Les PFAS, des polluants éternels dans le viseur des réglementations
En France, l’Anses (Agence nationale de sécurité sanitaire) mène des études, depuis plusieurs années, sur cette famille chimique problématique. Car les PFAS sont très persistants dans l’environnement, au point d’être qualifiés de “polluants éternels”. Certains ont aussi des effets toxiques pour l’être humain. On évoque des effets sur le système immunitaire, des troubles hormonaux, voire des cancers… Devant ces risques, l’interdiction semble plus que justifiée !
D’ailleurs, au niveau mondial, la Convention de Stockholm de 2001 restreint déjà leur utilisation et des initiatives sont prises dans ce même sens au niveau européen, depuis 2020.
L’ECHA (Agence européenne des produits chimiques) a publié en 2023, un projet d’interdiction globale, à l’initiative de l’Allemagne, des Pays‑Bas, de la Norvège, de la Suède et du Danemark. Les États membres de l’UE ont ainsi conclu un accord en octobre 2023, pour accélérer la réduction de gaz fluorés et les éliminer d’ici à 2050. Ce document vise essentiellement les HFC (hydrofluorocarbures), présents dans les pompes à chaleur. À noter, le secteur résidentiel (incluant aussi les réfrigérateurs et climatiseurs) émet près de la moitié des HFC (46%).
La France semble avoir pris acte de ce mouvement en adoptant, le 25 avril dernier, une proposition de loi (n°1138) s’attaquant aux PFAS en France. Cette initiative soudaine pourrait être un obstacle de taille pour le déploiement des pompes à chaleur récemment annoncé par le gouvernement.
Que dit la proposition de loi française au sujet des PFAS ?
Depuis son plan d’actions ministériel sur les PFAS en janvier 2023, la France soutient le projet d’interdiction européen. Mais à cette échelle, le processus décisionnel est long et ne pourra aboutir avant 2027. C’est pour suivre ce calendrier et l’état d’esprit radical du texte de l’UE visant l’ensemble des PFAS et leurs alternatives de substitution, que la France s’est lancée à son tour. Le principe énoncé dès l’article 1er bis A du texte est clair : “dans la mesure où les substances perfluoroalkylées et polyfluoroalkylées présentent des dangers graves ou des risques non valablement maîtrisés pour les travailleurs, la santé humaine ou l’environnement, ces substances sont interdites sur l’ensemble du territoire français, sauf dérogations strictement proportionnées au caractère essentiel des usages notamment dans le domaine médical”.
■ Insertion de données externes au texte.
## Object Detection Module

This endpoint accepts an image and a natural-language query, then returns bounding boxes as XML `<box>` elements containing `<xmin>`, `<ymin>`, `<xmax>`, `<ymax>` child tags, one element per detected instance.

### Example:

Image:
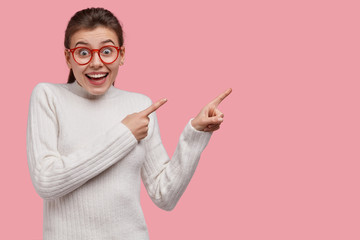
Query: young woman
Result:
<box><xmin>27</xmin><ymin>8</ymin><xmax>231</xmax><ymax>240</ymax></box>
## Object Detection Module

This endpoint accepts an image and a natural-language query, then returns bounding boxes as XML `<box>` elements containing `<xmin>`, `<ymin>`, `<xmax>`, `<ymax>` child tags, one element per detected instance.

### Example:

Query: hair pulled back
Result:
<box><xmin>64</xmin><ymin>8</ymin><xmax>124</xmax><ymax>85</ymax></box>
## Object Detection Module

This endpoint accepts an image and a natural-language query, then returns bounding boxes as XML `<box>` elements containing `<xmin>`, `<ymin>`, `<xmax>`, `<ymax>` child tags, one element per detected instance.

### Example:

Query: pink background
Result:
<box><xmin>0</xmin><ymin>0</ymin><xmax>360</xmax><ymax>240</ymax></box>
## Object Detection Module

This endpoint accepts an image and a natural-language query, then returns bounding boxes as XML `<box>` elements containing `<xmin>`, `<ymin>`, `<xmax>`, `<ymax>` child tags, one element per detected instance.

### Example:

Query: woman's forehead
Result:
<box><xmin>70</xmin><ymin>26</ymin><xmax>119</xmax><ymax>48</ymax></box>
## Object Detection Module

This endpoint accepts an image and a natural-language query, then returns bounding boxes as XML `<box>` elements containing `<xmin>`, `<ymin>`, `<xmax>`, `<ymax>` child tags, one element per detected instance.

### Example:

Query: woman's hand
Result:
<box><xmin>121</xmin><ymin>98</ymin><xmax>167</xmax><ymax>141</ymax></box>
<box><xmin>191</xmin><ymin>88</ymin><xmax>232</xmax><ymax>132</ymax></box>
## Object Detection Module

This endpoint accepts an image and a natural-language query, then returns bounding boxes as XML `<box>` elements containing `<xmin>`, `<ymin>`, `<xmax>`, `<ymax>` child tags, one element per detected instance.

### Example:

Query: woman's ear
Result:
<box><xmin>120</xmin><ymin>46</ymin><xmax>125</xmax><ymax>66</ymax></box>
<box><xmin>64</xmin><ymin>49</ymin><xmax>71</xmax><ymax>69</ymax></box>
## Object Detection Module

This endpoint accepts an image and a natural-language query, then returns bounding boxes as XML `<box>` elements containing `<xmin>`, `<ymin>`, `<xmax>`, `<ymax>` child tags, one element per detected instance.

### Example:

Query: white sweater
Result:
<box><xmin>27</xmin><ymin>81</ymin><xmax>211</xmax><ymax>240</ymax></box>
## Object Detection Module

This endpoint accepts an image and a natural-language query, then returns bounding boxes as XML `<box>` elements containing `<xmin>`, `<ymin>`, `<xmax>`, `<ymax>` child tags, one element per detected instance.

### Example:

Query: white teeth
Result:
<box><xmin>86</xmin><ymin>73</ymin><xmax>107</xmax><ymax>78</ymax></box>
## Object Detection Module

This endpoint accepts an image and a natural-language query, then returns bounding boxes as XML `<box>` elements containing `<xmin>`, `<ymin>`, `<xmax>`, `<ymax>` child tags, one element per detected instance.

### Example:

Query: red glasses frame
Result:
<box><xmin>66</xmin><ymin>45</ymin><xmax>120</xmax><ymax>65</ymax></box>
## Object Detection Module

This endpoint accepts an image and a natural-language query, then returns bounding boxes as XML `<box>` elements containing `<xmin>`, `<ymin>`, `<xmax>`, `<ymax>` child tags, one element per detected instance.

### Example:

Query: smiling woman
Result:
<box><xmin>65</xmin><ymin>26</ymin><xmax>125</xmax><ymax>95</ymax></box>
<box><xmin>27</xmin><ymin>8</ymin><xmax>231</xmax><ymax>240</ymax></box>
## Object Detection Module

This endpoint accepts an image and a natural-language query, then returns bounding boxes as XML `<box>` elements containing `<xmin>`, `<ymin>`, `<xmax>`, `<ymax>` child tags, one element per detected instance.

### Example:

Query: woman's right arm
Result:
<box><xmin>26</xmin><ymin>83</ymin><xmax>137</xmax><ymax>199</ymax></box>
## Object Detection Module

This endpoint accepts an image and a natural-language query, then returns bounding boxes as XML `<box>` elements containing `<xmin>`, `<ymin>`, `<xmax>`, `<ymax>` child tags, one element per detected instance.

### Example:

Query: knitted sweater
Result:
<box><xmin>27</xmin><ymin>81</ymin><xmax>211</xmax><ymax>240</ymax></box>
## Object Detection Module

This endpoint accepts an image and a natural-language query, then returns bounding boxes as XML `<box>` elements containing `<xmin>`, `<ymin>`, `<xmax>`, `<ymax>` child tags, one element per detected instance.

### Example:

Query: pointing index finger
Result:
<box><xmin>140</xmin><ymin>98</ymin><xmax>167</xmax><ymax>116</ymax></box>
<box><xmin>212</xmin><ymin>88</ymin><xmax>232</xmax><ymax>106</ymax></box>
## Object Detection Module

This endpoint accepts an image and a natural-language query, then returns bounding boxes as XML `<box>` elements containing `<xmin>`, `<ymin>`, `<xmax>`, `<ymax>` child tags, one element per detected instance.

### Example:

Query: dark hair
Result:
<box><xmin>64</xmin><ymin>8</ymin><xmax>124</xmax><ymax>85</ymax></box>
À ce jour, on ne connaît pas l’étendue des exceptions qui seront autorisées par les décrets d’applications. Ce qui inquiète les secteurs concernés.
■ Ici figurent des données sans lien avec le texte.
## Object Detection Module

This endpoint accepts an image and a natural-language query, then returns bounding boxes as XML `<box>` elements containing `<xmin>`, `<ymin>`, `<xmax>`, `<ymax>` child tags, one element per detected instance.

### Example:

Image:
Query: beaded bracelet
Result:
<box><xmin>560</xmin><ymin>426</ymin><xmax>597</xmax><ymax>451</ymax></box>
Les entreprises françaises auront-elles le temps de réagir ?
Non, selon Laurent Guégan, président de l'ADC3R, une organisation regroupant les entreprises qui achètent, conditionnent et retraitent ces gaz réfrigérants. Réagissant à l’adoption du texte européen, il avait déjà déclaré à l’AFP : "la réglementation va trop vite et est trop restrictive par rapport aux capacités de recherche et développement". Concrètement, les fabricants pourraient avoir du mal à trouver des solutions alternatives aussi efficaces et économiques que les HFC. Ces nouveaux fluides, à proposer dans des délais restreints, devront aussi respecter des critères de sécurité. En outre, la production de ces gaz s’effectue très majoritairement en Asie. La question des contrôles, et celle de la répercussion de leur coût, se posent légitimement.
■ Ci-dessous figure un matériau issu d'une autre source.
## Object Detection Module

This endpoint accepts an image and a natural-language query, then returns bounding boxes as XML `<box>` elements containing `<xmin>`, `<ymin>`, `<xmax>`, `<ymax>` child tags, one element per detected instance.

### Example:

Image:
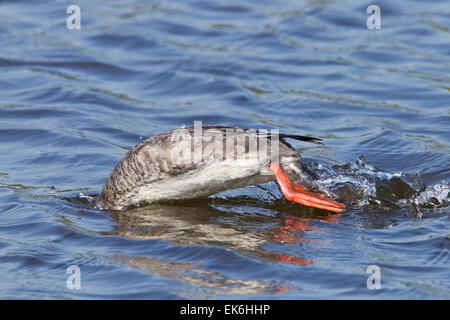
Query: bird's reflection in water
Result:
<box><xmin>103</xmin><ymin>199</ymin><xmax>338</xmax><ymax>298</ymax></box>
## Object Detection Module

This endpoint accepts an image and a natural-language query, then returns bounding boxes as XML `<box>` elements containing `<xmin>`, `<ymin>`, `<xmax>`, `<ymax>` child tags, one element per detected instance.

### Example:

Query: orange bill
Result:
<box><xmin>270</xmin><ymin>162</ymin><xmax>345</xmax><ymax>212</ymax></box>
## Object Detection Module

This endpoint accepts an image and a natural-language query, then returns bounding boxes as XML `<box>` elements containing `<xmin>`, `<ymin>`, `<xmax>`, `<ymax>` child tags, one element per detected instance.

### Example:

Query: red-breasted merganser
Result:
<box><xmin>97</xmin><ymin>126</ymin><xmax>345</xmax><ymax>212</ymax></box>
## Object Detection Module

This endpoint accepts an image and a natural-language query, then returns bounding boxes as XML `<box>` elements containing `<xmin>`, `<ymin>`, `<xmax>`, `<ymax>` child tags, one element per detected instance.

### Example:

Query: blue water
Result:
<box><xmin>0</xmin><ymin>0</ymin><xmax>450</xmax><ymax>299</ymax></box>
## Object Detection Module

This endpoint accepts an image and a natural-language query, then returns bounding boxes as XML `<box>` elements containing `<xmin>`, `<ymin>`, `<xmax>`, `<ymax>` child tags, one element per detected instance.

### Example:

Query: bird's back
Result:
<box><xmin>98</xmin><ymin>126</ymin><xmax>304</xmax><ymax>209</ymax></box>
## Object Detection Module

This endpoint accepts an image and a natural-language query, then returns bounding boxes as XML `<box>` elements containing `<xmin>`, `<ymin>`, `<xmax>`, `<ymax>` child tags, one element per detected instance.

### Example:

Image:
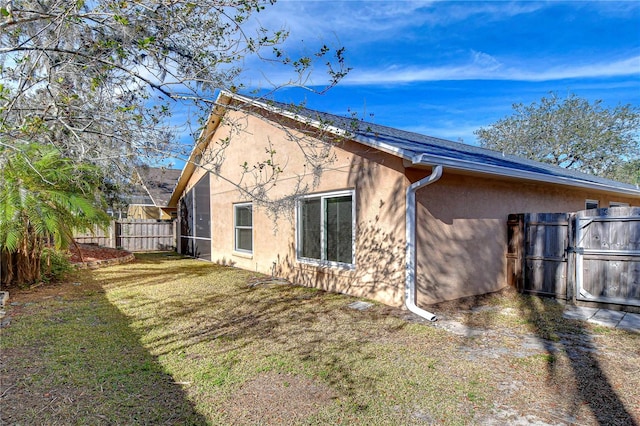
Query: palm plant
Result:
<box><xmin>0</xmin><ymin>144</ymin><xmax>108</xmax><ymax>285</ymax></box>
Autant d’inconnues qui imposent une phase de transition encadrée par la recherche. Pourtant, le gouvernement a annoncé la production d’un million de PAC en France dès 2027. Or, cette nouvelle réglementation pourrait bien perturber ce calendrier ambitieux. En l’état, elle ne comporte aucune dérogation, sinon une mention du secteur médical, menaçant directement les fluides réfrigérants utilisés pour la maintenance des pompes à chaleur. Les fabricants comptent donc sur la suite du processus législatif et les décrets ultérieurs qui devraient s’intéresser de près à la question des PAC.